In 1892, he was suspected of being a paid ringer for the then-amateur Pittsburgh Athletic Club. According to the story, the Pittsburgh A.C. was in need of a replacement at center, due to their regular player being injured. The team was also days away from playing their rival, the Allegheny Athletic Association. Then Pittsburgh captain Charley Aull reportedly ran into an old friend named "Stayer". Both teams agreed to let "Stayer" play in the place of the injured center. A week later it was discovered that "Stayer" was actually Read. Although no one could prove that Read actually had been paid, and Aull had not tried to present him as a Pittsburgh A.C. member, the incident raised tensions between both clubs. Now no club would hesitate to use ringers or professional players.
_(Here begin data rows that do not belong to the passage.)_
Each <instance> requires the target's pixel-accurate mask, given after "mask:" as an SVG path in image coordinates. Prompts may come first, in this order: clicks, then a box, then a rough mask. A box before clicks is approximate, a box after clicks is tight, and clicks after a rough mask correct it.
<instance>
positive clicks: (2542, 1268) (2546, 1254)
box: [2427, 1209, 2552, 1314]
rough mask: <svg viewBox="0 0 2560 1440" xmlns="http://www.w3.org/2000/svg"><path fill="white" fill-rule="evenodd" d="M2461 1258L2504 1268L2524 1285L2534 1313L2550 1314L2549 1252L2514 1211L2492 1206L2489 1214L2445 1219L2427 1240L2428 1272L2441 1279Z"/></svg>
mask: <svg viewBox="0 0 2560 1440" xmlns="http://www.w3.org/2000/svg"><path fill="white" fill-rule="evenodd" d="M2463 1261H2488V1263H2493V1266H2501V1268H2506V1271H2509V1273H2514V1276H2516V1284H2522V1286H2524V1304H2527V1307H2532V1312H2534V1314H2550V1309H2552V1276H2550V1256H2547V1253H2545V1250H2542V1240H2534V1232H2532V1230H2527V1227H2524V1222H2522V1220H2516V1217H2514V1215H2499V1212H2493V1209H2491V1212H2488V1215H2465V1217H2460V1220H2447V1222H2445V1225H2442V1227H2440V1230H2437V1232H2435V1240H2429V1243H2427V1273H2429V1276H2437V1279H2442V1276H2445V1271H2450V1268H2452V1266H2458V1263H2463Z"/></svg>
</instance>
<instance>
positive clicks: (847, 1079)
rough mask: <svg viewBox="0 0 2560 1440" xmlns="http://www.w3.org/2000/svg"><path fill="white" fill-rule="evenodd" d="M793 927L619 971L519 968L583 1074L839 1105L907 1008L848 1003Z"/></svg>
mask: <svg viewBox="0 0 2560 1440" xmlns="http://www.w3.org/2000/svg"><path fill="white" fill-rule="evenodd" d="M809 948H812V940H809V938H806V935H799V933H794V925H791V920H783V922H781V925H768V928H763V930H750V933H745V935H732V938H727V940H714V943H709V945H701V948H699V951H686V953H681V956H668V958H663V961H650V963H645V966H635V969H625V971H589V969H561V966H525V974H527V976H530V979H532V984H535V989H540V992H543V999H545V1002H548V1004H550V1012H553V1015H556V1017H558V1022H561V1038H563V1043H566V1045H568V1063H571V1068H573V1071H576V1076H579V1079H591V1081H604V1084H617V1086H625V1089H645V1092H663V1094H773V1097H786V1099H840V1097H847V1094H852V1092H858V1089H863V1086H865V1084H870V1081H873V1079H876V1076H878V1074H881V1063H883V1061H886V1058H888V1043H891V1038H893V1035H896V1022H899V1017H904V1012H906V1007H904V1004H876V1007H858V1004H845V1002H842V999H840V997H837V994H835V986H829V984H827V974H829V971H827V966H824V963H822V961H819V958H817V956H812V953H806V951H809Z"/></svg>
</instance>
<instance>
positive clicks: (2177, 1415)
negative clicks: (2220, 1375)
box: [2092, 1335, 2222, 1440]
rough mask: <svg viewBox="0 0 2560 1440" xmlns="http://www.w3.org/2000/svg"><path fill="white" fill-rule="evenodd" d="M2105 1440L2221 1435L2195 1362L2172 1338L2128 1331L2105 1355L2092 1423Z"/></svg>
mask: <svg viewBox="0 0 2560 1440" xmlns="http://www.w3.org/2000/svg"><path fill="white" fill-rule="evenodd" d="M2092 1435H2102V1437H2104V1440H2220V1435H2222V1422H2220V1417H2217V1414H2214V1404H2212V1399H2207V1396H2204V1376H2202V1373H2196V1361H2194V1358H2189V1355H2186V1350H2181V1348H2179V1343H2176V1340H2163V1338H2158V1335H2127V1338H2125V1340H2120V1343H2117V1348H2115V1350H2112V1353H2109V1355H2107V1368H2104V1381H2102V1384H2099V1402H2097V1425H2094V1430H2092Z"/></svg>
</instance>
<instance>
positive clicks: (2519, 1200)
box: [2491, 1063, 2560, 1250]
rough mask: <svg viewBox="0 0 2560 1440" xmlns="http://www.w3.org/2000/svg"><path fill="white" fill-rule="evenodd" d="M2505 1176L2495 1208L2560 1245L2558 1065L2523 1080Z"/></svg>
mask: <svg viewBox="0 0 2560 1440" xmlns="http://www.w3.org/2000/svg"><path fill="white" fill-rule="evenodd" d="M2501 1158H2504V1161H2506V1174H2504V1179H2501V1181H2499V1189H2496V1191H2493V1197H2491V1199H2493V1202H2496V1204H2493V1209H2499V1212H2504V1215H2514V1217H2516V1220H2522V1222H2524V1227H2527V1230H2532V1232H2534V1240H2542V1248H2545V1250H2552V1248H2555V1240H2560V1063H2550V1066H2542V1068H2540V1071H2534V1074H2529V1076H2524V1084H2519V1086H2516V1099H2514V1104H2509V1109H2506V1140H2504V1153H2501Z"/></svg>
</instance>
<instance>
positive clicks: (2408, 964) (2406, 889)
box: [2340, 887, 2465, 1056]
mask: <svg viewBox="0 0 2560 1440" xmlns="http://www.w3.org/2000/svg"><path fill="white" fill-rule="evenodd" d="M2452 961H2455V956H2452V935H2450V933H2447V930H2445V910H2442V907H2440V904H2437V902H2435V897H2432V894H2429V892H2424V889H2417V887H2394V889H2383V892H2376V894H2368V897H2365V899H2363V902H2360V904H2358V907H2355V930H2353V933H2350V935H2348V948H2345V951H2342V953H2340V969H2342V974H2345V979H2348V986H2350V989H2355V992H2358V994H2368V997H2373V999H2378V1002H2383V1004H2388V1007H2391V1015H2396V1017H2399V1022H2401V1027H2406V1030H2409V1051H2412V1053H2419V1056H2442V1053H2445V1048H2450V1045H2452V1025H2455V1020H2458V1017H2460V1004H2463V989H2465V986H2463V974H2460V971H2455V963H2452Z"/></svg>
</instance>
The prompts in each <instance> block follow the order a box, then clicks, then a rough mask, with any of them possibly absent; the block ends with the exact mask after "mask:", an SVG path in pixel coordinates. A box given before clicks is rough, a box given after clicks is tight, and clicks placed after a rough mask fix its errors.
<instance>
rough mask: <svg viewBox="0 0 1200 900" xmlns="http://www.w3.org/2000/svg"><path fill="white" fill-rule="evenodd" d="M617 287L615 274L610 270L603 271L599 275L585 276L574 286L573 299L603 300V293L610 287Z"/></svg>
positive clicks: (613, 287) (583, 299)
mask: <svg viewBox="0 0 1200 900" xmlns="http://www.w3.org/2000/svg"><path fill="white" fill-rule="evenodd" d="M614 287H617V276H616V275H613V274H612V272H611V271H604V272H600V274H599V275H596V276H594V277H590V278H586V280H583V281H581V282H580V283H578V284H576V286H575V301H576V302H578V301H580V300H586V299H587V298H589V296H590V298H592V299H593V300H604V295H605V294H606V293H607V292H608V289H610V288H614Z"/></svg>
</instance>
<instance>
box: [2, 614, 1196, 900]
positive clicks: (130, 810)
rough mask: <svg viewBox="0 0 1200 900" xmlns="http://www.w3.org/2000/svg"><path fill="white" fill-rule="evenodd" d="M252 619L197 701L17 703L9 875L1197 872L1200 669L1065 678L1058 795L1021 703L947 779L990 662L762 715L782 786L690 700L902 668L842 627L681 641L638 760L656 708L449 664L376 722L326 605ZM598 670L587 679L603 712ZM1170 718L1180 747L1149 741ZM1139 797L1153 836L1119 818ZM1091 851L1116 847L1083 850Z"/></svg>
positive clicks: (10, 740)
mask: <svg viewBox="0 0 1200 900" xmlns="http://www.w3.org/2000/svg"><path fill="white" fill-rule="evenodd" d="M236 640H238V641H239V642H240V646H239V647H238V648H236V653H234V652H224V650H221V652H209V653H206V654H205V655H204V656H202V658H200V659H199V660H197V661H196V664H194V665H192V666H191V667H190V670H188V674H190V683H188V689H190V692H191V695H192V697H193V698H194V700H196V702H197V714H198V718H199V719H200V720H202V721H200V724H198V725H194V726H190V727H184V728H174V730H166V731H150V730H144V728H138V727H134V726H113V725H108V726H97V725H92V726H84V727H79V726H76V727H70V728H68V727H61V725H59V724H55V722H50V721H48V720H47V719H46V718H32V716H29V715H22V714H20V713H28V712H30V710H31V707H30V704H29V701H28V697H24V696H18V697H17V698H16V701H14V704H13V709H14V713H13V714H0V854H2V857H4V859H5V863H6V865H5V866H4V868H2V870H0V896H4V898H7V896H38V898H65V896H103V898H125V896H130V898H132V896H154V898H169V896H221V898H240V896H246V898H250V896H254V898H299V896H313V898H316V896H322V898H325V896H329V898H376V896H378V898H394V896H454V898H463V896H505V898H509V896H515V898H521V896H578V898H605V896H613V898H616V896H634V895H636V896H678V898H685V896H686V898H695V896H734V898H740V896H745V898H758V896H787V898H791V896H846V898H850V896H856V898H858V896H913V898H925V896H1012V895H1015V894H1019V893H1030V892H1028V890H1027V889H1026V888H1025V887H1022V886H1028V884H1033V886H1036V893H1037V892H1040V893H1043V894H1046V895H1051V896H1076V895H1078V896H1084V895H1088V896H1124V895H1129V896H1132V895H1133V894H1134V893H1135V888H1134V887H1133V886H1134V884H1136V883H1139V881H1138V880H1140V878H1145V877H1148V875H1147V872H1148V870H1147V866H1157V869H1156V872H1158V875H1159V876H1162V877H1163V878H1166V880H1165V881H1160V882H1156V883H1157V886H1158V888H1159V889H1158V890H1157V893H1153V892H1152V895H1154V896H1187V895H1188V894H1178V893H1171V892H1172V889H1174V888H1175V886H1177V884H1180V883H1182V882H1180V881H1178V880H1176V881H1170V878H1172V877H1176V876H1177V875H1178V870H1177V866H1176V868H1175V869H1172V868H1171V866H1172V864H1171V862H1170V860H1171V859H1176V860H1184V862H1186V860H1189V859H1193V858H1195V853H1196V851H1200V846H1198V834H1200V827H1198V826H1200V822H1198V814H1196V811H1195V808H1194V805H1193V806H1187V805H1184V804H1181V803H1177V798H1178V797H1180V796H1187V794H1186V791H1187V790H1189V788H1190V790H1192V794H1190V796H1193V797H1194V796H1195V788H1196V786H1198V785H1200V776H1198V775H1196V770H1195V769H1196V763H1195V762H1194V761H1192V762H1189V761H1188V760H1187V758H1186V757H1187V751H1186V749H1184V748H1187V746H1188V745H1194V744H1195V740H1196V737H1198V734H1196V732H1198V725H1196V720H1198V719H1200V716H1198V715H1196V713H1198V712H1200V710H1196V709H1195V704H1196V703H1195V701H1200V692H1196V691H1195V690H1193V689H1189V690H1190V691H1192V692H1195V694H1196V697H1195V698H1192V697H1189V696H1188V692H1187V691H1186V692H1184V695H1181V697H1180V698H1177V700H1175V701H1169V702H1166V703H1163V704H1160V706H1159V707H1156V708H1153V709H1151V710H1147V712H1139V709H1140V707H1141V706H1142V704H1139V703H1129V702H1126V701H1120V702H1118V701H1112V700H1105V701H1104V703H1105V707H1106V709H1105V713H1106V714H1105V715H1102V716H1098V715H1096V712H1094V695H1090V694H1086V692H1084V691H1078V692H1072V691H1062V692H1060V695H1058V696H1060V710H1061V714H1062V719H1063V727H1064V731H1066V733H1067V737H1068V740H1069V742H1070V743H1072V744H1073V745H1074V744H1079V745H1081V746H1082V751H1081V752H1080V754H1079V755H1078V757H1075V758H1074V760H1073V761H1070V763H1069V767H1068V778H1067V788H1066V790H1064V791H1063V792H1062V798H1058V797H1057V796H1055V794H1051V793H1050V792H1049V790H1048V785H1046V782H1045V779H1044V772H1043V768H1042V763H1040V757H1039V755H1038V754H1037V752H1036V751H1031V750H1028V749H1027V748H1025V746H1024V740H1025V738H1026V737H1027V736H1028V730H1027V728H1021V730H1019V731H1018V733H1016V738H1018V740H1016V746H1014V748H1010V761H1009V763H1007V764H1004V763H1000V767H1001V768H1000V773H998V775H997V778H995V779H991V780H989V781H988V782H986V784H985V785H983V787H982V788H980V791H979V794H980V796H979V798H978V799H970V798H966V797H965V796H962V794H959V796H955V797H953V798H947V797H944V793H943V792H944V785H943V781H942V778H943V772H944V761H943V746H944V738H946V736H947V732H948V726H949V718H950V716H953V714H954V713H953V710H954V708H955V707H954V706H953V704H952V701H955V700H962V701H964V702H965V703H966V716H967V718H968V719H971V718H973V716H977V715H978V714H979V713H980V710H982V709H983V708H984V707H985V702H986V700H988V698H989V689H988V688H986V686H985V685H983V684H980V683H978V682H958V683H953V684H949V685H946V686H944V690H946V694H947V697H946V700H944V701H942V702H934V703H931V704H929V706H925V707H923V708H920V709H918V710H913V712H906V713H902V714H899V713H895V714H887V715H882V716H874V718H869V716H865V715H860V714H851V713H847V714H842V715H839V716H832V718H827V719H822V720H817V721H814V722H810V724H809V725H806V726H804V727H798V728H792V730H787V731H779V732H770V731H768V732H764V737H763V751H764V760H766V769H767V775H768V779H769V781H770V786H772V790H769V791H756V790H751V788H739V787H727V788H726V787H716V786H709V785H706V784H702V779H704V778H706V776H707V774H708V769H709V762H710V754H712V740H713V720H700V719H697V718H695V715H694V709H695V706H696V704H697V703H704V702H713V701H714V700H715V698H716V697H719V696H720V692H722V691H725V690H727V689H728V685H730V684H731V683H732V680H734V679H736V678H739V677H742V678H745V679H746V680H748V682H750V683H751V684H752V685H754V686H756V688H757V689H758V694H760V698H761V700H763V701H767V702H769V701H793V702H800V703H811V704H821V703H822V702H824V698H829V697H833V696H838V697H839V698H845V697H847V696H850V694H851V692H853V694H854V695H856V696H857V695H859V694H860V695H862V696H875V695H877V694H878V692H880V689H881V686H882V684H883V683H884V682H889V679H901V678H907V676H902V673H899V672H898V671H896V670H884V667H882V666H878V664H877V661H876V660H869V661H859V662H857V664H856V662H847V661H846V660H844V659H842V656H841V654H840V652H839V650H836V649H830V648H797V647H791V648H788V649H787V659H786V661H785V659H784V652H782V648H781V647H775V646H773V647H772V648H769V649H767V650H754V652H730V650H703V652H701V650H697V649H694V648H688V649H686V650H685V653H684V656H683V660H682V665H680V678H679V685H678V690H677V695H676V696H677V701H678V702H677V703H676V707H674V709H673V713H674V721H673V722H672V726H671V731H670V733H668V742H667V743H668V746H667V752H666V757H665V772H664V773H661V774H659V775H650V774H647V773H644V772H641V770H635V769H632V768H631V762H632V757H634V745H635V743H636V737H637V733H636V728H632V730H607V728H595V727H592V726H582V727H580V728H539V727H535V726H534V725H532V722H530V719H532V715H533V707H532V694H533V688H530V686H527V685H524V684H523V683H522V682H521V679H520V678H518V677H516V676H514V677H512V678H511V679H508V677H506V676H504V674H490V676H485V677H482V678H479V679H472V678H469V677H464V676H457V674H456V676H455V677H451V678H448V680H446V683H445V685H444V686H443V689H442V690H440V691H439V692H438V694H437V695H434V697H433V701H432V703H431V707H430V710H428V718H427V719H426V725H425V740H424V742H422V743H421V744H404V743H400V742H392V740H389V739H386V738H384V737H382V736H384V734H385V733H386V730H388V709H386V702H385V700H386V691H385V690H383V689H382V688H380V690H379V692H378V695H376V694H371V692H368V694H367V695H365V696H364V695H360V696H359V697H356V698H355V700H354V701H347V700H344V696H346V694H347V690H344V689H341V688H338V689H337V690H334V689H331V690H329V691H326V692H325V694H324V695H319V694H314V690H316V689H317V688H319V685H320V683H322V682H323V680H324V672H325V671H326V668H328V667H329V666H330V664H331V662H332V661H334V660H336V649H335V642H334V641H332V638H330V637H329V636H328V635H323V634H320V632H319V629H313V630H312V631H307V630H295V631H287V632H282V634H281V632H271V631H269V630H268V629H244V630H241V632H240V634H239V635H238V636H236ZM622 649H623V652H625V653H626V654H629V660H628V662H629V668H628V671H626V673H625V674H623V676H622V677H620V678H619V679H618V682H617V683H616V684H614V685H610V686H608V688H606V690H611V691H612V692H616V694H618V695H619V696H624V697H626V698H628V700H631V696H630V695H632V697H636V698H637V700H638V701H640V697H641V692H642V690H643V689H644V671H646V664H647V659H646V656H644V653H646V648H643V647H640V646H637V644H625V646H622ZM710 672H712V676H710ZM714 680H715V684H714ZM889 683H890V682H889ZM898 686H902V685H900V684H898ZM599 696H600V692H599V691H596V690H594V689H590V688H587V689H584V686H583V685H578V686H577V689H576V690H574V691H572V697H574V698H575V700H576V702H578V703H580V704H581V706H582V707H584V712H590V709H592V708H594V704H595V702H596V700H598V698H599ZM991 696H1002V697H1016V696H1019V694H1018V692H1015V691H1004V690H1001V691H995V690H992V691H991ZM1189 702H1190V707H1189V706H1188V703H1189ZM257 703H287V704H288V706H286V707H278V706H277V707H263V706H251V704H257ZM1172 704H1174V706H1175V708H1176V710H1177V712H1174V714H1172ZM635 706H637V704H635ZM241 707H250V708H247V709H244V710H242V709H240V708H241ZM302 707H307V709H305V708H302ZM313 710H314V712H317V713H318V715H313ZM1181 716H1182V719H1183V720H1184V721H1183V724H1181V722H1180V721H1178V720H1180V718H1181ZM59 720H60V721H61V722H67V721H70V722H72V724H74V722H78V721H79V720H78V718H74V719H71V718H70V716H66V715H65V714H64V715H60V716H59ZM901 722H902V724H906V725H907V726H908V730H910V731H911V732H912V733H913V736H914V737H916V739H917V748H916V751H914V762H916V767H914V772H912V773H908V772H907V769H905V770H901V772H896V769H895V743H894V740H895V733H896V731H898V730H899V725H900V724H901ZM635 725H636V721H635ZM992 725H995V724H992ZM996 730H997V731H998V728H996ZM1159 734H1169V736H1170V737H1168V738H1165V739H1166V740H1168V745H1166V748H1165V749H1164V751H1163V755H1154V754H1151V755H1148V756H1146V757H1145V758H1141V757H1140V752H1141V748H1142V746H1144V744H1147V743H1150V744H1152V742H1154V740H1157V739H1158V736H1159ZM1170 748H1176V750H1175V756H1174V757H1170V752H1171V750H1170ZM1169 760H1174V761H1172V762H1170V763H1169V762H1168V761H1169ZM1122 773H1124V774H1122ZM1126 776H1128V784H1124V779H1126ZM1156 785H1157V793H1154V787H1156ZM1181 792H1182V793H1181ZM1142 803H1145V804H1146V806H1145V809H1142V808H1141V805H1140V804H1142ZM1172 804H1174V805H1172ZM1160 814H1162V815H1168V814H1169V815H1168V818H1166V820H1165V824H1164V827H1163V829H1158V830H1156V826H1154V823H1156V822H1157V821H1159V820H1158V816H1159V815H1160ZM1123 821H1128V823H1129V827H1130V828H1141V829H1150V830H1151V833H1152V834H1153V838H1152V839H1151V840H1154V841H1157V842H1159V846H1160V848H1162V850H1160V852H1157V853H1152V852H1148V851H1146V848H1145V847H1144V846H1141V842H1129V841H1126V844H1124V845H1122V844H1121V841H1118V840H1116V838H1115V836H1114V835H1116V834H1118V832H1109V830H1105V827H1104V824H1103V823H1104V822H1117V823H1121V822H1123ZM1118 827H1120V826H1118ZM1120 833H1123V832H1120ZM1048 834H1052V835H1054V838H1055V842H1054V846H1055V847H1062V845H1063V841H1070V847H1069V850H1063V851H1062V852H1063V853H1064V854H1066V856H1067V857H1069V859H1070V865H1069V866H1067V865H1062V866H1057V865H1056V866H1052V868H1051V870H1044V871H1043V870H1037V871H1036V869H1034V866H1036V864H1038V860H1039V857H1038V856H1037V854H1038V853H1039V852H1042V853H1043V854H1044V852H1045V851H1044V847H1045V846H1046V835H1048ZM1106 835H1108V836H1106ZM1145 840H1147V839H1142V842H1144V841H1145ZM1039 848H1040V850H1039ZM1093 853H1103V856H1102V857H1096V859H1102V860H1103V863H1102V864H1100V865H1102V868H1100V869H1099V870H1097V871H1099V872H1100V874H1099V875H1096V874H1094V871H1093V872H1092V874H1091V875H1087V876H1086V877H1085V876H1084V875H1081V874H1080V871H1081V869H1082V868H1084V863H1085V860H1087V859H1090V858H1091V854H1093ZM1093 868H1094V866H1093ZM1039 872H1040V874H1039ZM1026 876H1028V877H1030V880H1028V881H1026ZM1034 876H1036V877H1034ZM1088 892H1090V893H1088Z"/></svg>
Allegheny then hired, under the table, Pudge Heffelfinger, a college star formerly from Yale, for $500, to play for the club in a November 21 rematch. This game made Heffelfinger the first professional football player.

Read played against the Pittsburgh A.C. on November 5, 1892, when Penn State defeated the club 16–0.

Read played center all season for the Pittsburgh A.C the following season; although no contract was discovered, he is believed to have been paid for his services.

Read later served on the Penn State Board of Trustees. He died in 1916 after a short illness aged 47.